9 listopada armia chrześcijańska dotarła pod Chocim. Turcy znaleźli się między nieprzyjaciółmi a Dniestrem. Ich sytuację pogarszała fatalna pogoda. Wojska tureckie nie były przygotowane do wczesnej zimy. 10 listopada padał deszcz ze śniegiem. Na obóz zmarzniętych Turków o poranku wyruszyły z trzech stron siły Sobieskiego. Wojska tureckie zamknęły się w obozie i nie doszło do większych starć. W zamieszaniu na polską stronę postanowiły przejść siły wołoskie liczące ok. 500 żołnierzy. Sobieski obawiał się zdrady i podstępu, więc w rozstrzygających godzinach starcia nakazał siłom wołoskim nie przystępować do bitwy.
Noc z 10 na 11 listopada wojska spędziły, stojąc w polu. Wśród artylerzystów, mimo zimna, całą noc spędził Sobieski. O poranku Turcy nie spodziewali się szybkiego ataku. Zakładali, że 11 listopada nie przyniesie rozstrzygnięcia. O ósmej przemówiła artyleria Rzeczypospolitej, a następnie do szturmu ruszyła niemal całość sił dowodzonych przez Sobieskiego. Wraz z nimi na pozycje tureckie biegł Sobieski. „Sam z gołą szablą pieszo przed swoją partią idąc, krzyczał, aby dla miłości Bożej, dla wiary i kościołów — dla Ojczyzny miłej, w Bogu mając nadzieję odważnie następowali” – pisał jeden z uczestników bitwy.
Żołnierze powstrzymali hetmana tuż przed wbiegnięciem na tureckie szańce.

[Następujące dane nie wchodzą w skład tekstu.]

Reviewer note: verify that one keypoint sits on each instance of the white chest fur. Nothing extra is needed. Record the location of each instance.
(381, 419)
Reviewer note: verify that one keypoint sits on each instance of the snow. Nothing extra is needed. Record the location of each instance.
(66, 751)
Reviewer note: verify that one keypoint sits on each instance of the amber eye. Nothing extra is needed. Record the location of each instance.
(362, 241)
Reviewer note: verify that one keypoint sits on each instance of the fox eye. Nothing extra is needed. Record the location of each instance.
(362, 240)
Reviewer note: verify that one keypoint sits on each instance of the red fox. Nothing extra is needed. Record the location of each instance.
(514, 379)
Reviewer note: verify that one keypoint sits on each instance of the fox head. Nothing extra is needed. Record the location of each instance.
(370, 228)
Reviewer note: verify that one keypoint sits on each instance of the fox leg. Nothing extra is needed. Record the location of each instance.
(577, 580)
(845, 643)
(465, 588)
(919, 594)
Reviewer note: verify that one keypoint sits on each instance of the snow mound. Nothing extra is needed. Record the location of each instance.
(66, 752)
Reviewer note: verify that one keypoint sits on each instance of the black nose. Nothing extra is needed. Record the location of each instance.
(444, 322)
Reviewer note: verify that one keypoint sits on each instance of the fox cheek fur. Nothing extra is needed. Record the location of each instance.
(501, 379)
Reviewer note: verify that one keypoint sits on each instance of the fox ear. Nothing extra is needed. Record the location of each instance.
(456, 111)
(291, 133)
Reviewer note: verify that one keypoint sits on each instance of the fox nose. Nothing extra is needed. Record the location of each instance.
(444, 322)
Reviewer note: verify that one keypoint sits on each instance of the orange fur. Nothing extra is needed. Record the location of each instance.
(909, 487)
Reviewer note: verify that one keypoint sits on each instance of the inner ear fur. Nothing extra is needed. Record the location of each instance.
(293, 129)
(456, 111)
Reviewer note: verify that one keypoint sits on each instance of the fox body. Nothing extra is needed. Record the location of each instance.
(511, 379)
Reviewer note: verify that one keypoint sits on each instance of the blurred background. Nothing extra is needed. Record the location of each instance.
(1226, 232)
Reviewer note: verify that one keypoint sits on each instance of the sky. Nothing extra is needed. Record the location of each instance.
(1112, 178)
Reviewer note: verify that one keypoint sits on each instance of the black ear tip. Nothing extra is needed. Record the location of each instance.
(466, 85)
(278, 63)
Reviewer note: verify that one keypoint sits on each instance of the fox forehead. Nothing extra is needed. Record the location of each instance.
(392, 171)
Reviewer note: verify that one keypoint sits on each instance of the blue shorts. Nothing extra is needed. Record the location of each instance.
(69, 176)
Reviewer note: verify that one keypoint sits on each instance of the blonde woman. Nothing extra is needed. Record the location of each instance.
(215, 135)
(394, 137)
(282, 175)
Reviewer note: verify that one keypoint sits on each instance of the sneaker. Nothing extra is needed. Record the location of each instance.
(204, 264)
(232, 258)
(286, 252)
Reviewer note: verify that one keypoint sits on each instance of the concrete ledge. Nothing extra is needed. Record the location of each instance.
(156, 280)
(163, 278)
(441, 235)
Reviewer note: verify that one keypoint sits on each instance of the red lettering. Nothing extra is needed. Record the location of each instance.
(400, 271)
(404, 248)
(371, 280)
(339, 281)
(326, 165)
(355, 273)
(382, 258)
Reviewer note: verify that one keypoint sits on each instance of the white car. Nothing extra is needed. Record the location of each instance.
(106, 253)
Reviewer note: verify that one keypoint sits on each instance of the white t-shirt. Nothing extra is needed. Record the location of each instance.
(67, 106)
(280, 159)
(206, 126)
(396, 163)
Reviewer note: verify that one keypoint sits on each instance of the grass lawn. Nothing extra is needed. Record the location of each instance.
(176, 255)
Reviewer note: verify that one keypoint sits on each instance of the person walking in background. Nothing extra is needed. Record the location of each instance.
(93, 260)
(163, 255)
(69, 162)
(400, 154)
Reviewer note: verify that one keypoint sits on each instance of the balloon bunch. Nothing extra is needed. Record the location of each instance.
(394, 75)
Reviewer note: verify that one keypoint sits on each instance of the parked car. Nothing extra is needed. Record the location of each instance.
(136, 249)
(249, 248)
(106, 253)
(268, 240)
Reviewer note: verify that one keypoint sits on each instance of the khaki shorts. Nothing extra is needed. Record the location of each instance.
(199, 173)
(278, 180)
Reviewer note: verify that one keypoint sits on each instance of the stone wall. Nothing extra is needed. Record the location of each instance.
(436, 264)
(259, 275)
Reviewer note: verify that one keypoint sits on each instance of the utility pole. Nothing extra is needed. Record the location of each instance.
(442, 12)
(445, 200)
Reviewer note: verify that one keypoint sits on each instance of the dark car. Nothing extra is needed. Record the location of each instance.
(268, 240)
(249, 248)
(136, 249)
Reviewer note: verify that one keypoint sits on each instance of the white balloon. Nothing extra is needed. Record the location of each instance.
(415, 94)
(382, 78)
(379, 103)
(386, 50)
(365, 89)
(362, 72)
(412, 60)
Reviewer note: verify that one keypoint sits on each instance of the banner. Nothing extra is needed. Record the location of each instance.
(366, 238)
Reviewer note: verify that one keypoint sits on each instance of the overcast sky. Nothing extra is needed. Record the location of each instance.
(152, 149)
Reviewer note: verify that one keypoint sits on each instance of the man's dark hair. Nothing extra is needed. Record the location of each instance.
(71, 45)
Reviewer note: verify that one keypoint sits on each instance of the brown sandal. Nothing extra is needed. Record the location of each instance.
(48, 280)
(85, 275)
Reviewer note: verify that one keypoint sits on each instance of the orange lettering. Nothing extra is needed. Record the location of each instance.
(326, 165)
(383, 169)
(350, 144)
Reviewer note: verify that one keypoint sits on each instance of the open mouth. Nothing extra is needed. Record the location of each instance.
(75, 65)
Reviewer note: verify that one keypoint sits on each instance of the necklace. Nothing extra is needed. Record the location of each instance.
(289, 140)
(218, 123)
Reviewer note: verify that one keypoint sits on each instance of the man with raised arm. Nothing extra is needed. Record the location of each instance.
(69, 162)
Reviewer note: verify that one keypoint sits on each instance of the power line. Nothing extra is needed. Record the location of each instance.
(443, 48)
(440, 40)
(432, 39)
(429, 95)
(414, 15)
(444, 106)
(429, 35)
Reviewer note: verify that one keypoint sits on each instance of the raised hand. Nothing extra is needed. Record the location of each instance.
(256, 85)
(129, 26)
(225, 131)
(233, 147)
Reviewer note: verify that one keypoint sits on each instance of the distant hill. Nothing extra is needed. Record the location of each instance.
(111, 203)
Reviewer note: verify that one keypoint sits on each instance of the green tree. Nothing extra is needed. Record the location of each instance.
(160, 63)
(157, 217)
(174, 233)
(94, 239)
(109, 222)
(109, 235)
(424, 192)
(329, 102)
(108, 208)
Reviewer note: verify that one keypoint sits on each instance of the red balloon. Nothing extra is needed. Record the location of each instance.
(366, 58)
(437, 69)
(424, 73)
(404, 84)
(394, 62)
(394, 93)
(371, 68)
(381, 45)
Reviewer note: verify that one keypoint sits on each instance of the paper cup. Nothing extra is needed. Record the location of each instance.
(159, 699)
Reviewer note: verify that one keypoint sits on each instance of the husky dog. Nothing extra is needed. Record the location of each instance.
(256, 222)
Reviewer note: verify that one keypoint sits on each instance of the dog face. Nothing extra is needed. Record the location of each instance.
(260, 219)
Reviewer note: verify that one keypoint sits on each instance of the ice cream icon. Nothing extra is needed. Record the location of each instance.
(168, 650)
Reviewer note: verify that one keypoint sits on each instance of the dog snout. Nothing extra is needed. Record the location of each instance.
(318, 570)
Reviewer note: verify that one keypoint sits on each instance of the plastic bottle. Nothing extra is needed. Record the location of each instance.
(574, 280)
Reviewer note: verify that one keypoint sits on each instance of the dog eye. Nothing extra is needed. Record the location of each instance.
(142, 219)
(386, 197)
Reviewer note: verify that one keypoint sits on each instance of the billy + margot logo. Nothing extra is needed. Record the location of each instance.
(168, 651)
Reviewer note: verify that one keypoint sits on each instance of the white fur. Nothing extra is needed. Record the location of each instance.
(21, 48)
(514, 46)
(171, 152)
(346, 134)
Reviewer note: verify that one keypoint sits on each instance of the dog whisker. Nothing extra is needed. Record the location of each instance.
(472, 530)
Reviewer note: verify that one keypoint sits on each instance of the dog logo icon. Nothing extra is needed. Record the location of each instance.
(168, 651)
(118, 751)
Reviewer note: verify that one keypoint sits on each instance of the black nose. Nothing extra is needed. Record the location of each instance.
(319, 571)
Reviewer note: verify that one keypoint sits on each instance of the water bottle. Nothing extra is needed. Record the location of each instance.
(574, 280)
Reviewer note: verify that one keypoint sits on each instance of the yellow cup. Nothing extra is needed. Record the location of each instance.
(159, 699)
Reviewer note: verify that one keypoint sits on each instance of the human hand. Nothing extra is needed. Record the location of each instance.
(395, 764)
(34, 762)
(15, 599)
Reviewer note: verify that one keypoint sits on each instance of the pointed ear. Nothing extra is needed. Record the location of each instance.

W ciągu 15 minut wały obozu zostały zdobyte. Piechurzy przystąpili do zasypywania fosy. Pracę tę wykonywali pod ogniem tureckiej artylerii i strzelców. Gdy przeciwko piechocie ruszyła turecka jazda, droga dla odsieczy polskiej husarii była gotowa. Wpadnięcie polskich husarzy do tureckiego obozu rozstrzygało bitwę. Uciekający Turcy spadali z wysokich skał nad Dniestrem. Wielu zginęło też w nurtach Dniestru po zawaleniu się mostu. Z pola bitwy umknął turecki dowódca, ale śmierć dosięgnęła go na rozkaz sułtana w Stambule
Zwycięstwo chocimskie sprawiało, że Sobieski trafił na karty dziejów wojskowości. Słynny pruski teoretyk wojskowości Carl von Clausewitz po 150 latach oceniał je jako „jedną z najpiękniejszych operacji przeprowadzonych po wewnętrznych liniach przeciwnika”. Pod wrażeniem była także opinia publiczna ówczesnej Europy. W jednej z francuskich relacji z pola bitwy pisano, że triumf „zawdzięcza się całkowicie Bogu, dobremu wodzowi i nadzwyczajnym walorom żołnierzy”.
W czasie, gdy na polach Chocimia rozpoczynała się wielka bitwa, we Lwowie zmarł król Michał Korybut Wiśniowiecki. Triumf nad armią turecką otwierał więc Sobieskiemu drogę do tronu Rzeczypospolitej na który został wybrany w maju następnego roku. Niestety zwycięstwa nie udało się wykorzystać do umocnienia pozycji RP nad Dniestrem. Po stronie Turcji opowiedziała się Rosja, która niebezpiecznie dla Rzeczypospolitej wzmocniła swój potencjał nad Dnieprem. Bitwa chocimska zmyła jednak Polski i Litwy hańbę pokoju w Buczaczu. Okazała się też ostatnim wielkim triumfem wojsk wspólnego państwa, osiągniętym bez znaczącego udziału sojuszników, tak jak stało się pod Wiedniem dekadę później.